8 Positive Definite Matrices and Minimization of Quadratic Functions
“May not Music be described as the Mathematic of sense, Mathematic as Music of the reason? the soul of each the same!”
– James Joseph Sylvester
The mathematical term matrix was introduced by Sylvester. He is credited for several concepts and results in matrix theory, such as Sylvester’s Criterion for characterizing a positive definite matrix using determinants.
Given vectors \mathbf{x} and \mathbf{y} in \mathbb{R}^n, and considering a basis \{\mathbf{e}_i\}_{i=1}^n of \mathbb{R}^n, we can write the standard inner product as \langle \mathbf{x}, \mathbf{y} \rangle = \sum_{i,j=1}^n k_{ij} x_iy_j=\mathbf{x}^T\mathbf{K}\mathbf{y}, where \mathbf{K} is the n \times n matrix of inner product of the basis vectors with entries k_{ij}= \langle \mathbf{e}_i, \mathbf{e}_j\rangle. We note that the properties of the inner product gives that the matrix \mathbf{K} is symmetric and satisfies the condition \mathbf{x}^T\mathbf{K}\mathbf{x} \ge 0 with equality iff \mathbf{x}=0.

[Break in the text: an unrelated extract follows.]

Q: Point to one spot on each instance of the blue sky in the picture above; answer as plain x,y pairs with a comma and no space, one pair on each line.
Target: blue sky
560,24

8.1 Positive Definite Matrices
A n \times n matrix \mathbf{K} is said to be positive definite if it is symmetric (\mathbf{K}^T=\mathbf{K}) and satisfies the condition \mathbf{x}^T\mathbf{K}\mathbf{x} > 0 for all 0 \ne \mathbf{x} \in \mathbb{R}^n. The corresponding homogeneous quadratic polynomial q(\mathbf{x})=\mathbf{x}^T\mathbf{K}\mathbf{x} = \sum_{i,j=1}^n k_{ij} x_ix_j is said to be a positive definite quadratic form on \mathbb{R}^n.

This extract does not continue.